Conforme a apuração a Tutorinfo tinha mais de 2 mil falsos cadastros de alunos que recebiam o benefício sem ter direito algum. O primeiro núcleo da quadrilha já havia sido desarticulado com a prisão de quatro pessoas — dois homens e duas mulheres — que vendiam o serviço ilegal nas redes sociais.
O segundo núcleo, agora desmantelado, era responsável por manter empresas de fachada utilizadas para cadastrar falsos estudantes junto ao sistema de transporte público.

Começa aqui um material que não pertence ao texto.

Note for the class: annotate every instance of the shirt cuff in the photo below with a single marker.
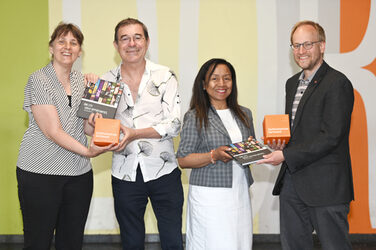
(160, 130)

"Ela fazia-lhe oferecia alguns serviços, alguns cursos principalmente cursos livres, mas durante a investigação nós percebemos que esses cursos eram totalmente fictícios, não existiam, eram apenas cabides para que eles pudessem ali cadastrar as pessoas que utilizavam esse serviço. A partir daí, nossa equipe entrou em campo e a gente conseguiu na tarde da sexta-feira fazer a prisão desses dois indivíduos que são responsáveis por essa empresa", diz o delegado Charles Araújo.

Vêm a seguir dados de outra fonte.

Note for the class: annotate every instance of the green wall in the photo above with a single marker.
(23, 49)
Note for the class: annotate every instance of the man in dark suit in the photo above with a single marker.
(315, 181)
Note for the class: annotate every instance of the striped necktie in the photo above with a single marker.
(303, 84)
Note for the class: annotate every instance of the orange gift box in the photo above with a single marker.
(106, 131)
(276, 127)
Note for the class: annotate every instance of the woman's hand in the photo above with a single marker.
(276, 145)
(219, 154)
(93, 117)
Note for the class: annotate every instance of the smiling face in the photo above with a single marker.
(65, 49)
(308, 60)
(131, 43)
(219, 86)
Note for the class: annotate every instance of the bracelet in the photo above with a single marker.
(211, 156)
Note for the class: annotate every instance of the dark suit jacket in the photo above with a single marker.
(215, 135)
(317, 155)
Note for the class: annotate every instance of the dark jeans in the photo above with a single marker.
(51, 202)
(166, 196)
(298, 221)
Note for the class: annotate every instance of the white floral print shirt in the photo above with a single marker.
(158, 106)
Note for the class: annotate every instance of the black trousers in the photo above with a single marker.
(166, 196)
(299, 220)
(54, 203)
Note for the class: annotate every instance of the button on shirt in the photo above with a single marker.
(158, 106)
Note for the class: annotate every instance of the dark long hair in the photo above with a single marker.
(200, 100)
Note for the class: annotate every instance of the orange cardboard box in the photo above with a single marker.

A Tutorinfo, apontada como uma dessas empresas, teria cerca de 2 mil cadastros fraudulentos. Todas as carteiras já foram identificadas e serão canceladas.

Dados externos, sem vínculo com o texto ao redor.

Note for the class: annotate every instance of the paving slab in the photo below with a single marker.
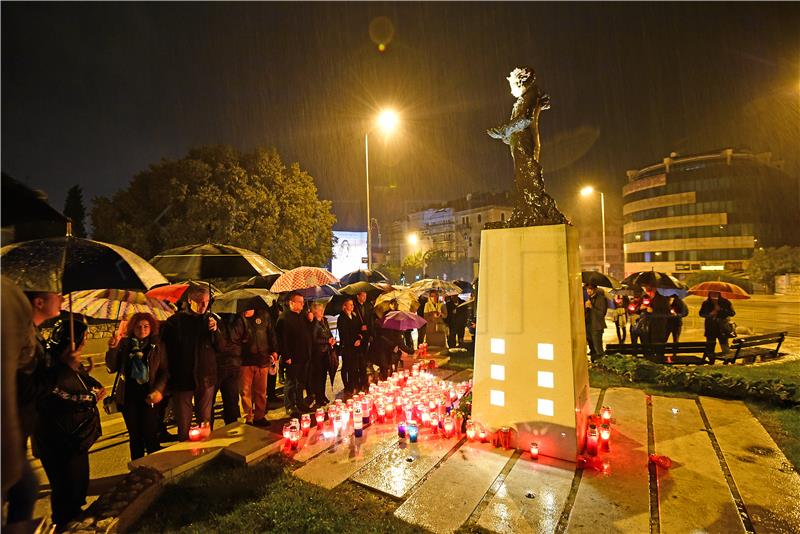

"Durante as investigações, a gente percebeu que somente essa empresa, essa Tutorinfo, ela teria em torno de 2.000 alunos. É bom que se diga, não eram alunos de verdade, os cursos não existiam, eles existiam apenas para cadastramento da essas pessoas junto ao Sinetram. E após esse cadastramento, eles conseguiam ali emitir as carteirinhas de estudante. Então, pelo menos nessa empresa, nós teríamos 2.000 pessoas. Já estão catalogadas as pessoas, as suas carteiras serão todas canceladas, é importante que se preste isso".
De acordo com a Polícia Civil, o esquema causava um prejuízo estimado em R$ 3 milhões por ano aos cofres públicos, valor que saía dos impostos da população amazonense para subsidiar passagens de pessoas que não tinham direito ao benefício.
As investigações continuam, já que há suspeita da existência de outras empresas envolvidas no mesmo tipo de fraude. “Com essa operação, conseguimos retirar de circulação um grupo criminoso que vinha lesando a população. Agora, nossa cidade está mais segura e esse prejuízo será cessado”, destacou.